GO Reflection Course Continues the Learning
The 13 students who traveled to Louisiana for two weeks in January on the GO New Orleans program experienced highs and lows together.
They saw the devastation still remaining from Hurricane Katrina-like building lots empty except for sets of exterior stairs leading nowhere.
They planted grasses to help prevent wetland erosion and orange trees in community gardens.
They bagged flour for a local food bank and drove through food deserts-urban areas where it's difficult to find quality fresh foods- in the middle of this bustling city.
And they continued their time together back on campus, taking part in a seven-week reflection course that culminates all of SU's study-away experiences. In fact, the cross-cultural requirement includes three course components: preparation, the cross-cultural experience off campus and reflection on campus.
"While we were in New Orleans, we were on the go constantly. We didn't have much time to debrief," says program director Carl Faust, assistant professor of physics. "I think the students were excited to just be able to talk about the experience."
Kirsten Hatton '19, a sports media major who participated, agrees.
"We definitely all became friends, so we all felt comfortable sharing. It was nice to have an open conversation," she says.
GO New Orleans evolved out of Hurricane Relief Team, an annual service trip that began shortly after Katrina.
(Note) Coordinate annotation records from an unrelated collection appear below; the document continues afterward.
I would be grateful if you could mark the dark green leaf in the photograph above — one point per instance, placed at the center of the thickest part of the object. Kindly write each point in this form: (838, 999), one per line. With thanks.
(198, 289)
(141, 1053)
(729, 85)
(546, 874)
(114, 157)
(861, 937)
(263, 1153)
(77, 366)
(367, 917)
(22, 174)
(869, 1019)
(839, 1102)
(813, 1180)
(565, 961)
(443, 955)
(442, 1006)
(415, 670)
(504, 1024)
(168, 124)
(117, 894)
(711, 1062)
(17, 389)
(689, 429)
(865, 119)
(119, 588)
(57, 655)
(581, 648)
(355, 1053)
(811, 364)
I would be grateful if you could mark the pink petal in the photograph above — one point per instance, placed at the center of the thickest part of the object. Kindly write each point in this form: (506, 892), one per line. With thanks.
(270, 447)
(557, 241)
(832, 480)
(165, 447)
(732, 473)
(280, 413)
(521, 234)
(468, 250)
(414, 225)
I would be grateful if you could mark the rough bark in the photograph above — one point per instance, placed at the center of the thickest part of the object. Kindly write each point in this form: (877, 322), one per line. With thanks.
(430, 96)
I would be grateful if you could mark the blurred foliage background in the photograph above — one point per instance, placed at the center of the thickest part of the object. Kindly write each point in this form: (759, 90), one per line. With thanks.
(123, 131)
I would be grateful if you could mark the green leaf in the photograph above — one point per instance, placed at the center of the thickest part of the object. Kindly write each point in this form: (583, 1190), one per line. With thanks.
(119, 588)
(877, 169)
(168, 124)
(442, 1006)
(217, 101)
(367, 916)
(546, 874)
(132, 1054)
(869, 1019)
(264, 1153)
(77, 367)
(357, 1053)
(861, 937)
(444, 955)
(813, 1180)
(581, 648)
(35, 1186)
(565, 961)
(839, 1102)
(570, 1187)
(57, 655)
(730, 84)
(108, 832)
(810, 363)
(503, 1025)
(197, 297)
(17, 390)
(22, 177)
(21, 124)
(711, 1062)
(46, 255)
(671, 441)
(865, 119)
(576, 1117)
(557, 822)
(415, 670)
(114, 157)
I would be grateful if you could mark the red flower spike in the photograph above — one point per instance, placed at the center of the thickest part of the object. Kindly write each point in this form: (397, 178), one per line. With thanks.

Students volunteer with a range of organizations through Rebuilding Hope in New Orleans.
Faust also required students to meet and take photos with 10 different New Orleans residents on the trip-and this was a big topic during their reflection course.
"They got some really good insight into what the people there actually value and think about," Faust says.
"It was kind of out of my comfort zone to go talk to different people," Hatton recalls. "But I really liked it because now I have these pictures of people and their stories written down-crazy stories that people have that you don't hear on the news."
"I would recommend the trip to anyone," she adds. "Even though we were still in the United States, it's definitely a different way of life and a different point of view."